The idea of ranking Australian prime ministers in order of greatness occurred to me as long ago as 2006 when I last visited Canada. Chancing upon an academic bookshop I bought a book called Prime Ministers: Ranking Canada’s Leaders by J. L. Granatstein and Norman Hillmer, professors of history at Canadian universities. Copying their idea, I wrote an article for The Weekend Australian that was published in August 2008. The attached table is an updating of the original table published with that article.

My article today explains my decision making in respect of these recent prime ministers: John Howard, Kevin Rudd, Julia Gillard, Tony Abbott, Malcolm Turnbull and Scott Morrison. Lack of space prevents me from considering the rest. Were I a younger man I could turn this article into a magnum opus of 400 pages and 2000 footnotes!

Readers of my Switzer Daily articles may have noticed me doing the same exercise for American presidents. Being the copycat that I am another admission is made in this respect. There my guide has been Where They Stand: the American Presidents in the Eyes of Voters and Historians by Robert Merry, published in 2012. See my article 'Nixon and Trump: two failed Presidents' published on 10 November 2020. The diagram posted there is the same in principle as the diagram I post today.

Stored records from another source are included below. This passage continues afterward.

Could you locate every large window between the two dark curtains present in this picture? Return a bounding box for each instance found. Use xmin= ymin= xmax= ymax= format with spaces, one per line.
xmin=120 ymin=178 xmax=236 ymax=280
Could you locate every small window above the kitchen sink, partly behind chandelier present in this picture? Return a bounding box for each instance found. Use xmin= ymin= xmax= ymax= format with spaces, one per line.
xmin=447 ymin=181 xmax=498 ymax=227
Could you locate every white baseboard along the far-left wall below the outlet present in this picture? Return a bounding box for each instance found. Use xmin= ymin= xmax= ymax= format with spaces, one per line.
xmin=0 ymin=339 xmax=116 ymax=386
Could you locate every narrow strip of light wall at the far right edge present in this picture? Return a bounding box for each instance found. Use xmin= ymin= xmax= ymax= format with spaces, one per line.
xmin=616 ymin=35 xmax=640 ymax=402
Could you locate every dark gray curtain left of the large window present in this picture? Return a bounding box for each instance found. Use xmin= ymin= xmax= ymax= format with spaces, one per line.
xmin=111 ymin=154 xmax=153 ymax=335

Anyway, coming back to Australia my first explanation today relates to John Howard, a man agreed by everyone as belonging to the “Great” category. The query is as to why I place Billy Hughes higher than Howard. My answer is it was absolutely vital that Australia be on the winning side in both the world wars. Therefore, both Hughes and John Curtin must go high up in the “Great” category. The difference between the two is that Curtin united the country where Hughes divided it. Therefore, Curtin goes higher, but the achievement of Hughes for Australia’s war effort and post-war statesmanship gives him several marks that would not be earned by a peacetime prime minister.

Labor supporters disagree with me in placing the two greatest prime ministers. They put Curtin on top and in doing so argue that I place far too much importance on winning elections and length of time in office. My argument is that winning elections is important because it shows an ability to implement difficult reforms while still retaining popularity. For me, Menzies must go first.

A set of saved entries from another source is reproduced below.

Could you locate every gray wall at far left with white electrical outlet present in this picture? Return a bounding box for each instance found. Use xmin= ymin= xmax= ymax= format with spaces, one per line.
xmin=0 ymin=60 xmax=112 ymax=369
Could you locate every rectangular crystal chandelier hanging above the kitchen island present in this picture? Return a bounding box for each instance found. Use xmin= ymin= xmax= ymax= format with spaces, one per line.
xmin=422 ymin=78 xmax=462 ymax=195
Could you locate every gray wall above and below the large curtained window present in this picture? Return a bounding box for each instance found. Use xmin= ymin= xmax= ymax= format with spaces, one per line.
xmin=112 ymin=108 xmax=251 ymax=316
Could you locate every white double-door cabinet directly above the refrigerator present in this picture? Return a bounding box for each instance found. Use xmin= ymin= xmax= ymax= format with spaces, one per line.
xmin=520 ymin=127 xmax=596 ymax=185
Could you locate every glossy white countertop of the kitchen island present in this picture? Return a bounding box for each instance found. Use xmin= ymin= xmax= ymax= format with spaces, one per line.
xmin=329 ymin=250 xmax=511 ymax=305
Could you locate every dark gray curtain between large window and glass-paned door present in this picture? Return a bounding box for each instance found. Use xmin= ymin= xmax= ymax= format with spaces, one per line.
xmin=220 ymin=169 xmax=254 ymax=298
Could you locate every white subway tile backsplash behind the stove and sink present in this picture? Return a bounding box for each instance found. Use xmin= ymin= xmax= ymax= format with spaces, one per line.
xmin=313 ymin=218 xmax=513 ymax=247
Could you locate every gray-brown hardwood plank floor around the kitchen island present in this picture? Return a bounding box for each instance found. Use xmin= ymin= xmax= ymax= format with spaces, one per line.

Now I consider how to place outgoing PM Scott Morrison and others of recent times, Julia Gillard, Kevin Rudd, Malcolm Turnbull and Tony Abbott. Each won an election and had at least one other achievement of notable lasting value. For Morrison, it was AUKUS, for Gillard the National Disability Insurance Scheme, for Rudd the fact of being twice in the office of PM, for Turnbull same-sex marriage and for Abbott immigration.

My critical decision was who to place 16 and who to place 17. Labor supporters would vigorously reject my decision. They would say I have put the bulldozer ahead of the consensus builder! I reply by saying that Morrison was a much better election winner as illustrated by the fact that his party kept him as a leader for a second election which he came quite close to winning. By contrast, Gillard would have been thrashed if Labor had allowed her to lead the party into the September 2013 election. That’s why they replaced her with Rudd. By the way, Turnbull is placed higher than Abbott purely because he was longer in office. It would be a rare member of the Liberal Party who would agree with me!

Finally, let me explain the “Did not win an election” category. I have ranked those men purely in terms of time in office. Frank Forde’s eight days made him the shortest-serving as prime minister, Page the second shortest serving. Billy McMahon served the longest term of those who never won an election.